U.S. Government purchase, 1861

Treasures of the White House: The Lincoln Bed

861.60. 1

The massive rosewood bed known as the "Lincoln Bed" is believed to have been purchased by Mrs. Lincoln in 1861 for use in the principal guest bedroom of the White House. The popular reference to it as the "Lincoln bed" is derived not from its use by the Lincolns, but from its acquisition during their occupancy of the White House.

Measuring 8'4" long and 5'lO 1/2" wide, it has a very tall headboard, 93 1/4" high, featuring an oval center panel surmounted by an open, carved grapevine cresting on which are perched two exotic birds. A similar motif, with only one bird, is carved on the face of the much lower, arched footboard. Grape clusters, like those atop the pointed headboard stiles, are carved on the face of the rounded footposts.

An invoice dated May 29, 1861, from Wm H. Carryl and Bro., a Philadelphia retailer, includes, among other purchases for the White House, "1 Rosewood Bedstead" as part of a 10-piece suite of furniture costing $800. Also on this invoice was "1 Rich Rosewood Centre Table" which is believed to be an extant table similarly carved with grapevines and exotic birds.

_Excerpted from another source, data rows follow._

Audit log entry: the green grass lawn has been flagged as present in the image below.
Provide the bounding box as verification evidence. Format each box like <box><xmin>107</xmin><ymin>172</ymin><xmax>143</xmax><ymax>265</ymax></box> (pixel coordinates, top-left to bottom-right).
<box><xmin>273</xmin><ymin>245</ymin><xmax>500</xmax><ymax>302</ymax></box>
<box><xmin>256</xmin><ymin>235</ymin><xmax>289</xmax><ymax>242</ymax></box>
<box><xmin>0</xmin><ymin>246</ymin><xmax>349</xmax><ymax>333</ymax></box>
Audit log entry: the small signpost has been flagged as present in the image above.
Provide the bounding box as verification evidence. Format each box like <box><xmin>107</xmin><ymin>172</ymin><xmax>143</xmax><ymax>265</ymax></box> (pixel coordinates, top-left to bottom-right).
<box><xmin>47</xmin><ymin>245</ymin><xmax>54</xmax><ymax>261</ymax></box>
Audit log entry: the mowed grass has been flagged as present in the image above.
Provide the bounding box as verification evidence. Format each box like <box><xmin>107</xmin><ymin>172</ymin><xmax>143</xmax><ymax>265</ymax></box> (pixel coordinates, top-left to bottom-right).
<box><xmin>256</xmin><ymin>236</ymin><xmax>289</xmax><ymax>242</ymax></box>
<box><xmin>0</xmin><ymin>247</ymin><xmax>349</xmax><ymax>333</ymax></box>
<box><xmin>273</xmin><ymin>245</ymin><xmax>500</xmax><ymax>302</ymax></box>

An 1862 newspaper article quite fully describes this bed in its guest room setting:

The guests' room, now known as the Prince of Wales' room since that youth occupied it [Albert Edward, Prince of Wales, later King Edward VII, was received at the White House on October 4, 1860], has been thoroughly ornamented and refurnished... The principal feature of the room is the bed. It is eight feet wide and nine feet long, of solid rosewood. The sides are cushioned and covered with purple figured satin. The head board is a piece of rich carved work, rising eight feet above the bed, and having an oval top. Twenty feet above the floor, overspreading the whole, is a magnificent canopy, from the upper carved work of which the drapery hangs in elegant folds, being in the form of a crown, the front ornament upon which is the American shield with the Stars and Stripes carved thereon." (Daily Alta California, San Francisco, May 12, 1862).

Although the canopy with its patriotic shield ornamentation was certainly a special commission, it is unlikely that the bedstead itself was. Many examples of very similar beds are known to exist, some bearing makers' marks. This bed, however, is not marked in any way to indicate its manufacturer.

The bed was used in various Second Floor bedrooms, including those of President and Mrs. Theodore Roosevelt, President Woodrow Wilson, and Grace Coolidge. In 1945, it was placed by President Truman in the room which had been Abraham Lincoln's office and cabinet room, which was then renamed the Lincoln Bedroom.